Kepergok Saat Mengegrek, Pemanen Liar Tak Berkutik Diringkus Tim PAM Kebun Tandem

Redaksi
By -
0



Deli Serdang, Faktainews.com
| Aksi pencurian tandan buah segar (TBS) kembali digagalkan Tim Pengamanan (PAM) PTPN IV Kebun Tandem. Seorang pemanen liar berhasil dibekuk saat tengah mengegrek buah sawit dalam patroli rutin yang digelar pada Jumat (20/2/2026) sekitar pukul 16.35 WIB di Afdeling III Blok 102.



Penangkapan bermula ketika tim PAM melakukan patroli pengamanan di wilayah yang berbatasan langsung antara areal kebun sawit dan kawasan pringan tebu lokasi yang selama ini tergolong rawan aktivitas pencurian.



Saat menyisir area blok, petugas memergoki seorang pria tengah memanen tandan buah segar menggunakan arit.

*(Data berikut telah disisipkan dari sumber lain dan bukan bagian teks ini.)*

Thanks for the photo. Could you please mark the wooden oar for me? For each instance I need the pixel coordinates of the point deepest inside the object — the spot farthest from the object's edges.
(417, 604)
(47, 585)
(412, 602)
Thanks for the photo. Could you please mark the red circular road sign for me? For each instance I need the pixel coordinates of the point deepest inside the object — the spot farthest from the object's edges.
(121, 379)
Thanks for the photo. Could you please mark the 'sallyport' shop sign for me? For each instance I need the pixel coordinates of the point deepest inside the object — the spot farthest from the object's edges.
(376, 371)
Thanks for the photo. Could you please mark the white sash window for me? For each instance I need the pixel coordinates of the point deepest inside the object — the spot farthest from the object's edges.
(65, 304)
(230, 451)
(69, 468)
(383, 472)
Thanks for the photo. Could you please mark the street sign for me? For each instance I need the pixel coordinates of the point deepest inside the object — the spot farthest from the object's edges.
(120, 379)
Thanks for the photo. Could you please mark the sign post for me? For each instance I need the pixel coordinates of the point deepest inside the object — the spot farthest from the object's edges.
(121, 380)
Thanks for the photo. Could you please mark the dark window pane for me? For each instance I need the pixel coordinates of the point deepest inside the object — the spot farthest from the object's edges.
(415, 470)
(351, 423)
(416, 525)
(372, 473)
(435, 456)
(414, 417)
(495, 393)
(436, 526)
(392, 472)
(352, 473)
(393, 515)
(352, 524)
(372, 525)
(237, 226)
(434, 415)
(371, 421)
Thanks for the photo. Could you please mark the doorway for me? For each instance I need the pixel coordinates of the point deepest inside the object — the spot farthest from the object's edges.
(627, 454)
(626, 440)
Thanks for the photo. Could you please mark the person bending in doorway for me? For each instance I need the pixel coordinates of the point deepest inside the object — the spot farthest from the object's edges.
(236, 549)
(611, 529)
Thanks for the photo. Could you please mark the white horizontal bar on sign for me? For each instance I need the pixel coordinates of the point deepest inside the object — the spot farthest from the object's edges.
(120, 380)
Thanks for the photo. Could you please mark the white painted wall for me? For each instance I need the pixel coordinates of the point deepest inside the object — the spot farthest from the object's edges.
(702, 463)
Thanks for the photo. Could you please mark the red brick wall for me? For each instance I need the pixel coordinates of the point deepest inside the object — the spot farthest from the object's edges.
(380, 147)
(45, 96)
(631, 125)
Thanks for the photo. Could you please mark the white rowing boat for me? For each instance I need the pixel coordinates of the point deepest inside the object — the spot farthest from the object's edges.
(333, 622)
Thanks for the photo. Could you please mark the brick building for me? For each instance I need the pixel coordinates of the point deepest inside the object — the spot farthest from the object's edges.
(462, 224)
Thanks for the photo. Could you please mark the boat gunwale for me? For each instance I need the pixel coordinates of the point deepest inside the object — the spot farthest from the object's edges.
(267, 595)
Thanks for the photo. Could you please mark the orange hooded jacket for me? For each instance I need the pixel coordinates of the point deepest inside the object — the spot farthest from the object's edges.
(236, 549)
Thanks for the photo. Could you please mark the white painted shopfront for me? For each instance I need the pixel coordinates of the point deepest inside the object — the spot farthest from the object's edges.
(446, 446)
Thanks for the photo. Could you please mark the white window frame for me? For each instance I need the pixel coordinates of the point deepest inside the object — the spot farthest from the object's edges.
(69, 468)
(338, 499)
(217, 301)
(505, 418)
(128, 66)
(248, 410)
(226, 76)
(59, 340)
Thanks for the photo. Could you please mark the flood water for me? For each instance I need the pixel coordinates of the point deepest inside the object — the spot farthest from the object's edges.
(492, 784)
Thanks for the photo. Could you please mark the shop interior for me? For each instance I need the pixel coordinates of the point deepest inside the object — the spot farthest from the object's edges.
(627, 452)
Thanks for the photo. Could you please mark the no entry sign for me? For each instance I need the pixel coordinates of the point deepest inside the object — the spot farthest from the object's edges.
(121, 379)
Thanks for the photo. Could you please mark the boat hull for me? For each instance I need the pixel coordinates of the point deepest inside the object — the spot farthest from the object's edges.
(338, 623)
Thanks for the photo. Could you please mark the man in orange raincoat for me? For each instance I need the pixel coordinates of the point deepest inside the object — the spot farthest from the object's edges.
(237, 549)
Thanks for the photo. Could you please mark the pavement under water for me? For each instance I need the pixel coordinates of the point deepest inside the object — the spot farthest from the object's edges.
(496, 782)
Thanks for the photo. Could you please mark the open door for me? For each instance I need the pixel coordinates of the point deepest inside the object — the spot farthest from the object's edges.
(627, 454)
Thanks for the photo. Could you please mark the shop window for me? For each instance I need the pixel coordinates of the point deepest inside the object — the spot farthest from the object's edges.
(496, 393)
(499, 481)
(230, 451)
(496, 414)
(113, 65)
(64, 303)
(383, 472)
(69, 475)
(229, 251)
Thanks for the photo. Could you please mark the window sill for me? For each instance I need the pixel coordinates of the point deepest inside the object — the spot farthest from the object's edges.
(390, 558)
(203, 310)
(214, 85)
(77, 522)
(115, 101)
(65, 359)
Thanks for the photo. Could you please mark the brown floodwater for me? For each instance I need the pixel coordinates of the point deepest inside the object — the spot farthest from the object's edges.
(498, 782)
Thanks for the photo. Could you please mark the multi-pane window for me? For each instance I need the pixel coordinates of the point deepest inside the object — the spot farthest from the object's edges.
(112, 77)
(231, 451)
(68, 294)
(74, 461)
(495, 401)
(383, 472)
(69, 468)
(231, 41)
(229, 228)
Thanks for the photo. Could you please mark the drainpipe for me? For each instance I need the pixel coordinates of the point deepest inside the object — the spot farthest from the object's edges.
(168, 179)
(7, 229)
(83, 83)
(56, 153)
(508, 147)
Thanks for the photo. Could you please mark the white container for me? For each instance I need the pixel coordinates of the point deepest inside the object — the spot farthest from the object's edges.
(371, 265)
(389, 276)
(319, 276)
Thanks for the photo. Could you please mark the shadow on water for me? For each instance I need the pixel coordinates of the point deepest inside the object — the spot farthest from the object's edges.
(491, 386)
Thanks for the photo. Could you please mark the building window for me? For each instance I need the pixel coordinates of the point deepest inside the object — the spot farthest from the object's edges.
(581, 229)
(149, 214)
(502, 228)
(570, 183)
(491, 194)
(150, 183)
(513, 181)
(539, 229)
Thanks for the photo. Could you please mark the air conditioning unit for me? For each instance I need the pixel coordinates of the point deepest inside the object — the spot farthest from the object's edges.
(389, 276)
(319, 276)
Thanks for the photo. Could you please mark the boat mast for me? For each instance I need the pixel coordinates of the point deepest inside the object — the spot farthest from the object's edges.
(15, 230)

Menyadari keberadaan petugas, pelaku sempat berupaya menghentikan aktivitasnya, namun tim keamanan bergerak cepat melakukan pengejaran.



Pelaku akhirnya berhasil diamankan tanpa perlawanan bersama barang bukti di lokasi kejadian. Dari tangan pelaku, petugas menyita dua tandan buah sawit dengan total berat sekitar 30 kilogram, satu unit sepeda motor Honda Supra X tanpa pelat nomor yang diduga digunakan sebagai sarana pengangkutan hasil curian, serta satu bilah arit yang digunakan untuk memotong buah.



Pelaku diketahui bernama Candra Simanjuntak (40), warga Dusun IV Desa Kota Rantang, Kecamatan Hamparan Perak. Berdasarkan keterangan awal, pelaku berprofesi sebagai pekerja serabutan.



Peristiwa tersebut segera dilaporkan kepada Asisten Afdeling, Koordinator Keamanan (Korkam), serta manajemen kebun untuk penanganan lebih lanjut.



Operasi pengamanan dipimpin langsung oleh Korkam Mayor (Purn) B. Lumban Raja, didampingi personel BKO Yon Kav 6 Pratu Muhammad Revi Prasetyo, serta petugas jaga wilayah yang terdiri dari Fachruzar Sani PA, Fiki Lakmana Putra, M. Irfan, dan Dwi Purnomo.



Keberhasilan pengungkapan ini kembali menunjukkan efektivitas patroli rutin yang diterapkan manajemen Kebun Tandem dalam menekan praktik pencurian hasil perkebunan. Pengawasan berlapis dan respons cepat personel di lapangan menjadi kunci utama dalam menjaga keamanan produksi sekaligus melindungi aset negara dari kerugian.



Pihak manajemen menegaskan bahwa setiap aktivitas pencurian di lingkungan perkebunan akan ditindak tegas tanpa kompromi. Intensitas patroli dan pengamanan di titik rawan pun terus diperkuat guna memastikan stabilitas operasional kebun tetap terjaga.



{Team/ Faktainews.com}

Posting Komentar

0Komentar

Posting Komentar (0)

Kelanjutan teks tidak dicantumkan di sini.